The video in question was a parody of a 2004 film, “Downfall.” According to IMDB, the film tells of Hitler’s final days in his Berlin bunker at the end of World War II. She acknowledged that the parody video included the dialogue: “Don’t you dare finish that sentence or I’ll send you to a chamber. And it won’t be the chamber of commerce. I can guarantee that.” Nazis used gas chambers to kill millions of Jewish people during World War II.
The incident was first reported by The Massachusetts Daily Collegian, a student-run publication.
Lowry said she has a bank of about 700 student videos from past courses and that the video that caused the controversy is about 10 years old and had been shown in previous classes. This time, it was shown at a Nov. 12 class that focused on inventory cost methods. Lowry said the class had five minutes left, and, after some students requested a video, she showed it.

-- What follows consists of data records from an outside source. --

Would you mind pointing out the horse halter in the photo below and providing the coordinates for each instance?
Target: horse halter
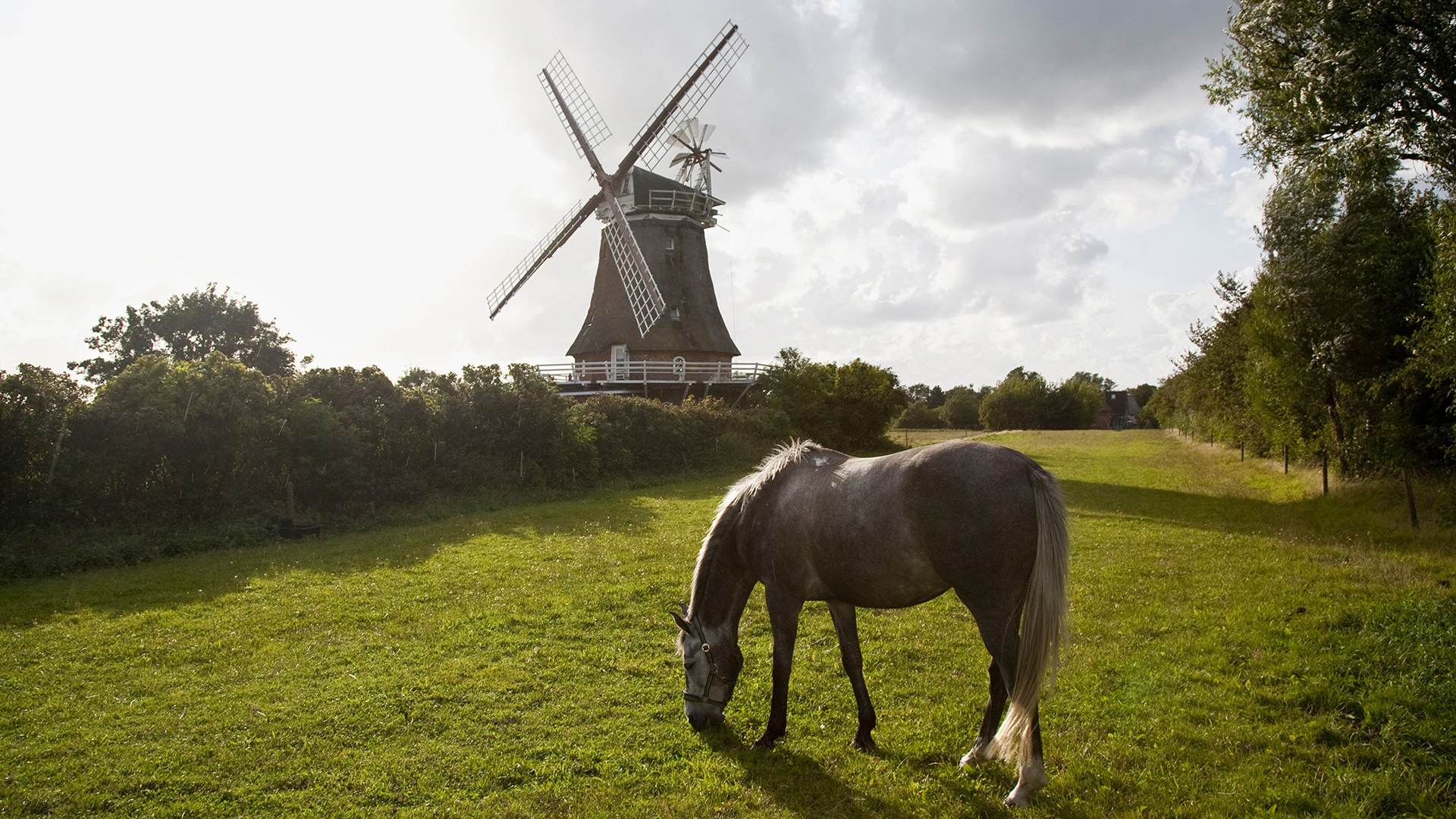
(712, 673)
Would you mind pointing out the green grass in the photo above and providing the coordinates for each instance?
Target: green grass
(1239, 648)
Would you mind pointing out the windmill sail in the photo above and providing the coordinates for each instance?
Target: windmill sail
(544, 249)
(688, 98)
(573, 104)
(587, 129)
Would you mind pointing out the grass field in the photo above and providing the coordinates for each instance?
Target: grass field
(1239, 648)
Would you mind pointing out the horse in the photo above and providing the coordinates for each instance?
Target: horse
(889, 532)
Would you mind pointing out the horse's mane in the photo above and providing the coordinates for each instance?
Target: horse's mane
(750, 485)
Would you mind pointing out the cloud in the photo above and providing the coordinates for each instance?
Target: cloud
(946, 188)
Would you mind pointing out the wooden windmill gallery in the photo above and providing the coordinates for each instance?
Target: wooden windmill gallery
(653, 327)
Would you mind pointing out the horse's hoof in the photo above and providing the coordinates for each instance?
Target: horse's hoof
(977, 754)
(1018, 799)
(1033, 779)
(864, 744)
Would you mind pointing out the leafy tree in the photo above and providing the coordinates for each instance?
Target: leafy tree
(840, 406)
(1015, 403)
(188, 328)
(36, 406)
(919, 417)
(963, 407)
(1315, 76)
(1337, 297)
(1435, 341)
(1075, 403)
(1144, 392)
(1206, 395)
(194, 436)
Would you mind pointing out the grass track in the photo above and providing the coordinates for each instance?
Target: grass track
(1239, 648)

Shortly thereafter, the chair of her department called her to say someone complained about it, she said. On Nov. 18, she was pulled from the Accounting 221 class where the video was shown. The course’s semester ended on Dec. 11. She has since apologized to students in an e-mail and indicated she would not be showing the video again.
“I was crushed,” she said of learning someone was offended by the video. “That wasn’t my intent.”
Lowry said she prides herself on being an instructor that engages with students, a teacher who finds “ways to resonate with them.” She said she has pushed for diversity and inclusiveness in academic and student groups.
“I’ve never had a complaint until this,” she said.
Ed Blaguszewski, a UMass Amherst spokesman, said in a statement the decision to remove her from the class was made “by the Isenberg School of Management after it concluded that objectively offensive material had been presented to students.”
A senior lecturer at the school, Lowry is still teaching an online intro to accounting class at the university and a master’s course on ethics, while UMass conducts a review.
“As we respond to any incident, we are guided by University policy, collective bargaining agreements, and any relevant laws or regulations as they pertain to the particular situation,” Blaguszewski said. ”As with all personnel matters, we are not at liberty to disclose details of any particular case but remain confident in the fairness of our process.”
Blaguszewski said the university “takes personnel matters and any complaints from faculty, staff, and/or students very seriously.”
The Collegian reported that another video in the course, a parody of the hip-hop song “Thotiana” was also shown to students during the fall semester that recently ended, but has since been pulled offline. That outlet quoted one student speculating that the video could have been interpreted as derogatory toward women and another student told the publication it was “not appropriate.” Lowry said this week she was never made aware of any of her students complaining about that video.
Amid the university investigation, Eve Weinbaum, president of Massachusetts Society of Professors, the union that represents Lowry and about 1,600 other professors and librarians at UMass Amherst, is criticizing the school’s handling of the matter, saying the “initial response was not helpful for education.”
“We’re hoping that moving forward, they do the right thing,” she said.
Asked whether there was fear Lowry would be fired, Weinbaum replied, “The union is going to absolutely make sure that that does not happen.”
Weinbaum, a professor of sociology and labor studies at UMass, said the complaint regarding the video was anonymous and noted the union is asking: “Why don’t we have a conversation about this?”
“This is a research university, the whole point is to have conversations about topics, whether difficult or controversial,” she said. “The educational opportunity was lost. Cathy didn’t have the opportunity to talk to anyone who was upset. This is a real missed opportunity.”
The decision to pull Lowry from the class came weeks after several swastikas were found drawn in chalk on the walls of the university’s Fine Arts Center on Oct. 30.
Weinbaum said the union does not want to downplay the concerns of students.
“We just hope the university would respond as swiftly and strongly when there is real hate speech going on as they did to a four-minute video in an accounting class,” she said.
The union is hopeful Lowry will be teaching the course in the classroom during the spring semester.
The controversy has drawn the attention of a free expression advocacy group.
Jonathan Friedman, PEN America’s campus free speech project director, said in a statement last week that “Punishing a professor for sharing satirical videos created by students, even offensive ones, would be flat wrong.”
He said the incident represented a “teaching opportunity rather than grounds for an investigation.”
“If professors can face disciplinary action for circulating student-made projects, that can have a chilling effect on how students and faculty engage in the learning process,” he said.